Ex- Dow Jones chief executive Lewis (pictured, left) is one of two former News Corp staffers to join team Boris. Former News UK director of communications Guto Harri (right) is Johnson’s new director of communications.
Harri was briefly a presenter at GB News but was suspended, and then left the channel, after taking the knee live on air last July. GB News said it was an unacceptable breach of its standards.
Lewis last year launched The News Movement, designed to fight disinformation and deliver trustworthy information to mass audiences on social media, with ex-BBC News editorial director Kamal Ahmed.
A source told The Sunday Times: “Will has been providing advice but will not be taking a formal role.”
The timing of the news led to raised eyebrows among some Sun insiders and victims of Operation Elveden. It came in the same week that Johnson came under fire for saying in the Commons that when Labour leader Keir Starmer was director of public prosecutions he “spent most of his time prosecuting journalists and failing to prosecute Jimmy Savile”.
In 2011, Lewis was seconded from his role as general manager of News International to help run the News Corp Management and Standards Committee which decided to share confidential emails revealing journalistic sources to the Met Police.
This prompted police to launch Operation Elveden which saw some 34 journalists arrested and/or charged with many facing years on police bail. None were convicted at trial. More than 30 paid Sun and News of the World sources were convicted, with many sent to jail.
Many former and current Sun and News of the World journalists remain bitterly resentful of what they see as the company’s betrayal of journalistic ethics in order to avoid a corporate prosecution over payments made to public officials for stories.
Starmer was director of public prosecutions from 2008 to 2013 and apologised for the organisation’s failure to prosecute serial sex offender Jimmy Savile.
Starmer was DPP when the first 30 journalists were arrested under Operation Elveden, but he had moved on from his post before cases went to trial.
Quizzed about Elveden by Robert Peston in 2016, Starmer said: “Well most of the prosecutions took place when I ceased to be DPP, I’m not the DPP, I didn’t handle those cases and it’s really not for me to comment on them.
“I obviously have not had anything to do with those cases for three years now so I’m not in a position to comment one way or the other.”
When former Sun journalist Anthony France won his appeal against conviction former culture secretary John Whittingdale told The Sun: “It does seem extraordinary that prosecutions have gone on this length of time and at such a considerable cost, yet resulted in no convictions of journalists.”
Press Gazette asked the Met Police at the time whether it would be apologising over Operation Elveden.
A spokesperson said: “Elveden started as a result of documents voluntarily supplied by News International that revealed payments to police officers and public officials by some journalists.
“This followed revelations of phone-hacking during parliamentary committees and the Leveson Inquiry.

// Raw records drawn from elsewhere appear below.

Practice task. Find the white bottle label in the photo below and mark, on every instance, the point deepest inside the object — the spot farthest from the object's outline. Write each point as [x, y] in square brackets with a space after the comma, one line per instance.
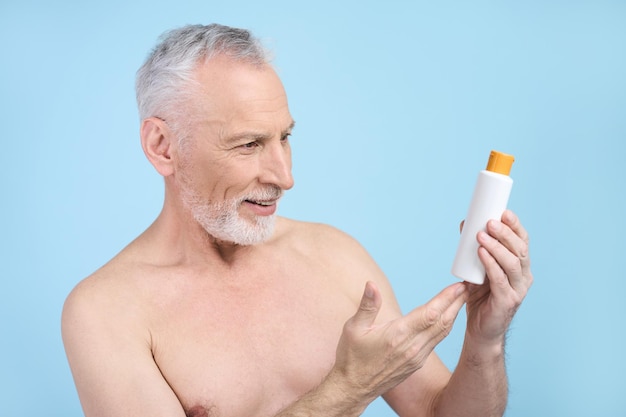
[489, 201]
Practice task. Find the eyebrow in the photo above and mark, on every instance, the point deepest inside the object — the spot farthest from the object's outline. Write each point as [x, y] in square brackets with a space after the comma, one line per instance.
[251, 135]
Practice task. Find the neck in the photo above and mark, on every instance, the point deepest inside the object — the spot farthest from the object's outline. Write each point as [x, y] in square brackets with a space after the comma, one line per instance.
[177, 239]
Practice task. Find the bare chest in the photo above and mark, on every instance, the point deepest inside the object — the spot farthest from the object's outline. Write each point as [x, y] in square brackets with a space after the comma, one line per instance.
[249, 353]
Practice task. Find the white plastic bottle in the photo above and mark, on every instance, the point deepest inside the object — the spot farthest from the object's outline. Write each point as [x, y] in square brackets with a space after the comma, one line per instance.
[489, 201]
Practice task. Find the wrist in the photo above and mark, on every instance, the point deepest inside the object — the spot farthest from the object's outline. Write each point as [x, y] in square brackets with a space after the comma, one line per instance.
[479, 350]
[347, 399]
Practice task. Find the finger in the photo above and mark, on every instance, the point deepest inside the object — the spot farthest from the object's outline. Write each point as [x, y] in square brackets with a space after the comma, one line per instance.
[520, 249]
[440, 312]
[504, 268]
[369, 306]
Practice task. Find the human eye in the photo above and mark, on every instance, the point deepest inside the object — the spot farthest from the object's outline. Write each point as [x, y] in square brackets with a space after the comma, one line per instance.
[250, 145]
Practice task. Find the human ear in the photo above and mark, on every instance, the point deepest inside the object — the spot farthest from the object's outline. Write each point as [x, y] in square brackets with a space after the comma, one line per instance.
[156, 141]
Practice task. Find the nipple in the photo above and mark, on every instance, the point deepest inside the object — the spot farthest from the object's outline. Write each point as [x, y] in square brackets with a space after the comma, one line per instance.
[197, 411]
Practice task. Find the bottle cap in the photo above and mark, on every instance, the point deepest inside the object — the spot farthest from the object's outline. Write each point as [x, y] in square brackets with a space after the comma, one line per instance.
[500, 162]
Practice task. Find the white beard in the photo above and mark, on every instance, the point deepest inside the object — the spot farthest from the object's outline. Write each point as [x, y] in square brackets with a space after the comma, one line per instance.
[222, 221]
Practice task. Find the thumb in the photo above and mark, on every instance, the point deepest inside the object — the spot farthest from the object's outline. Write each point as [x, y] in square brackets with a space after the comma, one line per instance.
[369, 307]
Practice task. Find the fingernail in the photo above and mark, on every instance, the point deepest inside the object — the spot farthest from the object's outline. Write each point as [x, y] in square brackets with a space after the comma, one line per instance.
[369, 293]
[460, 290]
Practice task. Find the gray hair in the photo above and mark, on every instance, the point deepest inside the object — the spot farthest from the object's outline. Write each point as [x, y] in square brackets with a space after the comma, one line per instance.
[166, 79]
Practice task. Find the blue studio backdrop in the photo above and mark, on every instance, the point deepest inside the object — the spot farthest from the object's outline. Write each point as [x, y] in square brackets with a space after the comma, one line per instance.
[398, 105]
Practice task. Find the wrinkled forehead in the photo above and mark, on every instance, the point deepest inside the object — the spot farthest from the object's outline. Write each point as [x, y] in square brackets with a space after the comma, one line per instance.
[232, 97]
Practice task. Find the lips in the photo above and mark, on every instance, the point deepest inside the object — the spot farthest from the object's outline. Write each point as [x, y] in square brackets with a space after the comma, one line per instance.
[262, 203]
[261, 207]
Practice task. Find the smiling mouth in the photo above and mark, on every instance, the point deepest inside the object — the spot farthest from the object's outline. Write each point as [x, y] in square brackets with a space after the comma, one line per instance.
[262, 203]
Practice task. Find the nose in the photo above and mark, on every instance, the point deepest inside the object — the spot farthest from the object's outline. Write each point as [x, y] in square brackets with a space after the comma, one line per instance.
[276, 165]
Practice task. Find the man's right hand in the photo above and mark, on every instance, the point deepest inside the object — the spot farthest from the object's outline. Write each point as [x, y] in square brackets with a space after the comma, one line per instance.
[374, 357]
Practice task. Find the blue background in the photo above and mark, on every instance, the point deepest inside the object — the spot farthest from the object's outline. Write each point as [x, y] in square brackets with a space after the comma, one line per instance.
[397, 108]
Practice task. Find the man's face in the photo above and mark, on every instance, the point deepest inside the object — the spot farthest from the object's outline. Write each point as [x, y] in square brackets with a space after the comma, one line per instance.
[236, 163]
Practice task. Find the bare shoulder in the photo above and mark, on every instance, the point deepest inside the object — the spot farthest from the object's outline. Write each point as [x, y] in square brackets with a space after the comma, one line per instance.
[343, 256]
[102, 300]
[322, 237]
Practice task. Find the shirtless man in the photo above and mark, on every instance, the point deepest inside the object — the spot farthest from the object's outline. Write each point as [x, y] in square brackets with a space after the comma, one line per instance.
[221, 308]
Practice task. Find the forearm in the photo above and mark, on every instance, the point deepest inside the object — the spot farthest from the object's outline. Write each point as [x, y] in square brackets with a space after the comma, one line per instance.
[478, 385]
[332, 398]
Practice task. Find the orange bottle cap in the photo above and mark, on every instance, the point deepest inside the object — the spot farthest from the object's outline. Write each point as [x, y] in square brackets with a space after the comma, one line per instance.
[500, 162]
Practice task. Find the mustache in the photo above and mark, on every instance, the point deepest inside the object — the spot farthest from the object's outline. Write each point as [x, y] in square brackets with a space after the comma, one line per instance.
[269, 193]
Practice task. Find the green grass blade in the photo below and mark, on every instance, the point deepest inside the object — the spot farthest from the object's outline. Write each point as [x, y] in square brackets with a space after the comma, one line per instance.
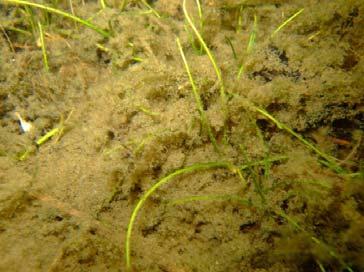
[42, 44]
[287, 21]
[145, 196]
[197, 97]
[330, 160]
[62, 13]
[214, 64]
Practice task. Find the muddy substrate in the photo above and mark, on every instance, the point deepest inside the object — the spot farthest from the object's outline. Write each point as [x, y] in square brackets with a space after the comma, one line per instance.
[130, 118]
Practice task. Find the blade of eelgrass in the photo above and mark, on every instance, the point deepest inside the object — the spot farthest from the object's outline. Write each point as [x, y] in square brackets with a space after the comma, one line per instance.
[42, 44]
[330, 161]
[145, 196]
[287, 21]
[214, 64]
[152, 10]
[251, 44]
[62, 13]
[198, 101]
[168, 178]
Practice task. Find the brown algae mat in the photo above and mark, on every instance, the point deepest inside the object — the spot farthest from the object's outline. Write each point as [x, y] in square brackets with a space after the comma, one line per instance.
[182, 136]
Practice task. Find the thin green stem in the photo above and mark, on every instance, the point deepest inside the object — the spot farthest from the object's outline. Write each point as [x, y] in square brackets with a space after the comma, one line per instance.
[198, 101]
[62, 13]
[42, 44]
[186, 170]
[214, 64]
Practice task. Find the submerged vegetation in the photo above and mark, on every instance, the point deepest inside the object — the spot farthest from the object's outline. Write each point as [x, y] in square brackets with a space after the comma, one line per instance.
[253, 108]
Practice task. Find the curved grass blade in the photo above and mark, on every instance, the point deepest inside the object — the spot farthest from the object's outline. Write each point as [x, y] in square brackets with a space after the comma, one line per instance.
[145, 196]
[62, 13]
[205, 122]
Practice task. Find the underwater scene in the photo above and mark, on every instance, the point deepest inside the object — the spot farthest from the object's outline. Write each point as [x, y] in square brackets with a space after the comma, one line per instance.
[182, 135]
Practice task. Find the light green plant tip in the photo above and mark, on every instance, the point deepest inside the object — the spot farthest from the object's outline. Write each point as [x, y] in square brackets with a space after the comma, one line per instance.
[287, 22]
[330, 161]
[214, 64]
[42, 44]
[250, 45]
[48, 136]
[146, 195]
[198, 101]
[170, 177]
[152, 10]
[62, 13]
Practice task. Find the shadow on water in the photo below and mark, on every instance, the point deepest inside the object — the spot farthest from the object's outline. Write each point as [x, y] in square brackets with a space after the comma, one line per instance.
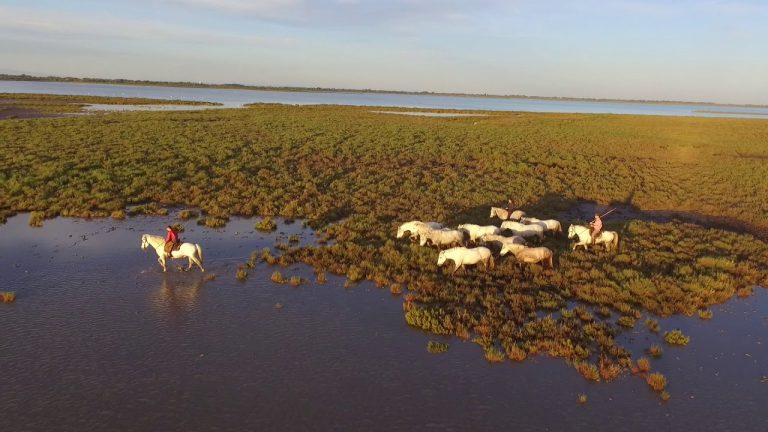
[100, 339]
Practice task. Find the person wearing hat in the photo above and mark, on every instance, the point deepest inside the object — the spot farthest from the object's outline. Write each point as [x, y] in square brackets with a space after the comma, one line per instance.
[171, 239]
[597, 227]
[510, 209]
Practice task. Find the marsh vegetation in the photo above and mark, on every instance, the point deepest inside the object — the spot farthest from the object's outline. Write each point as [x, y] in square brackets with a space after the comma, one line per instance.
[354, 176]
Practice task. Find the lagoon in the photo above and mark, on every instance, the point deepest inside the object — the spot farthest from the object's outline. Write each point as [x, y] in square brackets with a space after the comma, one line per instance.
[233, 98]
[100, 339]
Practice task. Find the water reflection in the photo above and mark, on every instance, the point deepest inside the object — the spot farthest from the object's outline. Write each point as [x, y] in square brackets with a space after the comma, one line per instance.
[177, 295]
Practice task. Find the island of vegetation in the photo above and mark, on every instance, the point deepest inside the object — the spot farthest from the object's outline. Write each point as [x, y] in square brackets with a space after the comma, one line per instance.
[694, 189]
[26, 105]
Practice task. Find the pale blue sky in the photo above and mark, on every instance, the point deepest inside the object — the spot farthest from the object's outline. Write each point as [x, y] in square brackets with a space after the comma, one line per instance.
[704, 50]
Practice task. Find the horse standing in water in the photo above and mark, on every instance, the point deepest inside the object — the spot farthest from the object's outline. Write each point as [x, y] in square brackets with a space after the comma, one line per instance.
[191, 251]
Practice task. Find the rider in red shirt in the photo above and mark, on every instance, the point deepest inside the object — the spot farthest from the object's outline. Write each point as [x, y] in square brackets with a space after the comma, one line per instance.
[597, 227]
[170, 240]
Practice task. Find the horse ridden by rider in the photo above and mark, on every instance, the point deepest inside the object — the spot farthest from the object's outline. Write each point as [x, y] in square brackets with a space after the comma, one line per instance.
[596, 227]
[172, 241]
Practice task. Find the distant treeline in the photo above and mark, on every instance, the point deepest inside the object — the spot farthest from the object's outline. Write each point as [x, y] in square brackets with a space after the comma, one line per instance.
[24, 77]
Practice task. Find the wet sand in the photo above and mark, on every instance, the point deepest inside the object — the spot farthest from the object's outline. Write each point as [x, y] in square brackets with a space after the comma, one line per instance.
[100, 339]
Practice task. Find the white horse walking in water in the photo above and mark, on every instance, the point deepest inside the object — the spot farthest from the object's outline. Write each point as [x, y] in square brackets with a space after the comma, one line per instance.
[462, 256]
[191, 251]
[503, 214]
[609, 238]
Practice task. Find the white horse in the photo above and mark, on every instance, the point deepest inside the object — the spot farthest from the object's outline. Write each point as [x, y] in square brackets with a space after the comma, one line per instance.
[443, 237]
[609, 238]
[462, 256]
[477, 231]
[500, 242]
[549, 225]
[523, 230]
[503, 214]
[191, 251]
[415, 229]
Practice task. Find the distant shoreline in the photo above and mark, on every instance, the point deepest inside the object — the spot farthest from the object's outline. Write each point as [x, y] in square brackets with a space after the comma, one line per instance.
[183, 84]
[730, 112]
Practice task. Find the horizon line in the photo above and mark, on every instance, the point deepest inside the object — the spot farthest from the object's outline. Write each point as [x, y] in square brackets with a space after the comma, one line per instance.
[231, 86]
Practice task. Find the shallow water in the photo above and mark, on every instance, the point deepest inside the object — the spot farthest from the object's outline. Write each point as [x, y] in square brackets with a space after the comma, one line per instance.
[231, 98]
[429, 114]
[100, 339]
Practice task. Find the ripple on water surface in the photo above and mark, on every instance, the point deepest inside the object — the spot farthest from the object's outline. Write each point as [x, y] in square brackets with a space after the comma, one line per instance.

“News International chose to disclose its sources to the MPS and having received what appeared to be prima facie evidence that crimes had been committed, by public officials and potentially by those involved in paying them, we were duty bound to investigate and followed the evidence where it took us without fear or favour.
“Operation Elveden has resulted in 33 convictions, with evidence that over £300,000 was paid to public officials for confidential information they held.”